A solute with partition co-efficient of 4.0 is extracted from 10 mL of phase 1 into phase 2.

(a) What volume of phase 2 is needed to extract 99% of the solute in one extraction?

(b) What is the total volume of solvent 2 needed to remove 99% of the solute in three equal extractions?

Extraction is the physical transfer of a solute from one phase to another.

Partition Co-efficient, $K=\frac{\left[S_2\right]}{\left[S_1\right]}$; where solute, S is partitioned between phase 1 and 2.
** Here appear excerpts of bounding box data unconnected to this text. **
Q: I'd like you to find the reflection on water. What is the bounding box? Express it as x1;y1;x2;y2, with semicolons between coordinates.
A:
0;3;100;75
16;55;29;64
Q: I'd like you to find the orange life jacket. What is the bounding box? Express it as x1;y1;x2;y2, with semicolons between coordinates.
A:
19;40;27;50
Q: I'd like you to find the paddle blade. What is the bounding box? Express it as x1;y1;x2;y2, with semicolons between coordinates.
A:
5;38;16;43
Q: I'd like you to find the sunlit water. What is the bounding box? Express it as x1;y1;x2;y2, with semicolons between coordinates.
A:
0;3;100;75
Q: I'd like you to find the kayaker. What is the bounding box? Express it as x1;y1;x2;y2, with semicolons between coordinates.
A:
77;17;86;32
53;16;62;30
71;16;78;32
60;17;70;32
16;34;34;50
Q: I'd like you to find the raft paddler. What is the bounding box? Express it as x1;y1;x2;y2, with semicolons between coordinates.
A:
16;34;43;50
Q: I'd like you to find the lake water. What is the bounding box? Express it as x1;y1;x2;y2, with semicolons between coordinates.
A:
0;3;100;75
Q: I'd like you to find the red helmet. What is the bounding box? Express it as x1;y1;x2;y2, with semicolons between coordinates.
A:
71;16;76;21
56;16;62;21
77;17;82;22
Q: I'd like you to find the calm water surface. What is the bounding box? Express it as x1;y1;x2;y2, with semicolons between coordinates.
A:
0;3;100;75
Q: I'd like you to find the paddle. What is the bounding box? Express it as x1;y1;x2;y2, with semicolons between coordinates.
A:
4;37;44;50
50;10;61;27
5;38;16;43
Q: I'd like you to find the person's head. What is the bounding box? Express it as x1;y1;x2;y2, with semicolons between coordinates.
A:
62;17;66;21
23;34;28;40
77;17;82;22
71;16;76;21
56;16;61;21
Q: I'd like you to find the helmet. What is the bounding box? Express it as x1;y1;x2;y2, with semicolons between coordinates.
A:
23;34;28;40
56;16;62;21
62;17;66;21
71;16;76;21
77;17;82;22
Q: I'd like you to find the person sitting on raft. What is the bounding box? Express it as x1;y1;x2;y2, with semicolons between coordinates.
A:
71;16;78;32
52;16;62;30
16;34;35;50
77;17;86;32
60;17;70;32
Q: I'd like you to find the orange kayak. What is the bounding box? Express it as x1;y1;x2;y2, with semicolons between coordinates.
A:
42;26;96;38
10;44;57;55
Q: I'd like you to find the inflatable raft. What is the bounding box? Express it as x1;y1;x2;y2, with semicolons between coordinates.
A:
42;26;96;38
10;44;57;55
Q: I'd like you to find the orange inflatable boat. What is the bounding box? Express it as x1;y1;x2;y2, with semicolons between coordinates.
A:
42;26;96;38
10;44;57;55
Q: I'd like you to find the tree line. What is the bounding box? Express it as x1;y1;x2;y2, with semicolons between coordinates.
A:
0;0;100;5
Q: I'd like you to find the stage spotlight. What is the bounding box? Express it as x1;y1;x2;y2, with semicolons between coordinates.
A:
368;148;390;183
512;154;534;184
Fraction remaining in phase 1 after one extraction = $q=\frac{V_1}{V_1+K{V}_2}$

Fraction remaining in phase 1 after n extractions = $q^n={\left(\frac{V_1}{V_1+K{V}_2}\right)}^n$

Where $V_1$and $V_2$ are volume of solvent in phase 1 and 2 respectively.

$q=1-\frac{99}{100}=0.01$

Volume of phase 2 in extraction,$q=\frac{V_1}{V_1+K{V}_2}$

Or, $0.01=\frac{10}{4.0\times V_2+V_1}$

Or, $0.04V_2+0.1=10$

Or, $0.04V_2=10-0.1$

Or, $0.04V_2=9.9$

Or, $V_2=247.5ml$ml

Fraction remaining in phase 1 after n extractions = $q^n={\left(\frac{V_1}{V_1+K{V}_2}\right)}^3$

When n= 3 , $q={\left(\frac{V_1}{V_1+K{V}_2}\right)}^3$

$q=1-\frac{99}{100}-0.01$

∴$0.01={\left[\frac{10}{4.0\times V_2+10}\right]}^3$

Or, $\sqrt[3]{0.01}=\left[\frac{10}{4.0\times V_2+10}\right]$

Or, $0.215=\left[\frac{10}{4.0\times V_2+10}\right]$

Or, $0.86V_2+2.15=10$

Or, $0.86V_2=7.85$

Or, $V_2=9.13ml$

So, Volume of solvent 2 is needed 247.5 ml in one extraction and 9.13 ml is needed in three equal extraction.